Watershed Workshop
Our Watershed Workshop serves River Families by inspiring them to act for drinkable rivers. We refer to River Families as all life forms that are within a (sub)watershed where water is, like a bloodline, their shared lifeline.
Drinkable Rivers has designed a Watershed Workshop series to prepare and energise River Families: diverse groups of people from local authorities, organisations, and communities across one or more catchment areas who want to turn the vision of a drinkable river into concrete, shared action.
This series helps participants move from inspiration and challenge exploration to practical initiatives they can start testing together. After walking over 20,000km along ten rivers, many from source to sea, and by staying connected with the River Families, we consistently identified two needs:
- People were attracted by the idea of a drinkable river, but face a need to translate this to their daily life, organisations, and local communities’ practices.
- Unleashing the potential to collaborate as a watershed community, to connect people within the same riverbasin system and providing tools how they can find each other and collaborate.
The online Watershed Workshop includes four learning modules:
Set-up of the Watershed Workshop
The Watershed Workshop can be given in different set-ups:
- it can be conducted online divided over four online gatherings;
- or in person over two days.
Each Watershed Workshop includes three recurring parts:
Inspiration (short and practical)
A concise segment amongst others based on the Drinkable Rivers Action Guide, using concrete examples (e.g., build a culture of care, prevention is better than cure, align ourselves in the water cycle).

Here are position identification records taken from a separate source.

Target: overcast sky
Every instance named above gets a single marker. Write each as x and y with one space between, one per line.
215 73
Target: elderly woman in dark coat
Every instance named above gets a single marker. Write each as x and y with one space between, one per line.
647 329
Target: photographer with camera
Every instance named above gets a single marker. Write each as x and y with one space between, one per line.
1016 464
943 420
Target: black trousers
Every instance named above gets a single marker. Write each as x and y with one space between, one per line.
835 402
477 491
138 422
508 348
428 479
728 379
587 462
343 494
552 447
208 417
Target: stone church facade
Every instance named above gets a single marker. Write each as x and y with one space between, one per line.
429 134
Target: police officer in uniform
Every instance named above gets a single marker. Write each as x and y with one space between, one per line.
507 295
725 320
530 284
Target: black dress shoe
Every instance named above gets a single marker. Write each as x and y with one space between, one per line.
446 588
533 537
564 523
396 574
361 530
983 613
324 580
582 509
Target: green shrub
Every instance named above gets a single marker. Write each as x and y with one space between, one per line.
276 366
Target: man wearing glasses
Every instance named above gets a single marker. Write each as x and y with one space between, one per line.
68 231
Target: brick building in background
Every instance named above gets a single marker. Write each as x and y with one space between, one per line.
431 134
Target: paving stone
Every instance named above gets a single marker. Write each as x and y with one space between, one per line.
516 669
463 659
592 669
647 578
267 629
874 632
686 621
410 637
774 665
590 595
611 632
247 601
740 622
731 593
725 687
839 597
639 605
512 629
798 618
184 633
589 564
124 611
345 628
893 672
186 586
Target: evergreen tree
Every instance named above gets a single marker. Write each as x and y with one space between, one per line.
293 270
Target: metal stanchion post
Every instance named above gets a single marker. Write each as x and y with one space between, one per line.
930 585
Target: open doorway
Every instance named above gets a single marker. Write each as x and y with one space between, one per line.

Collaborative learning (structured)
A guided exercise that helps the group go deeper and move toward action (e.g. “5 Whys” to uncover root causes; translating insights into “How might we…” questions and a shared challenge statement; generating and refining solution ideas).
Connection and peer support (so the network sustains itself)
Participants actively bring support questions, offer help, and set up follow-ups—so collaboration continues between sessions, rather than Drinkable Rivers “owning” the network.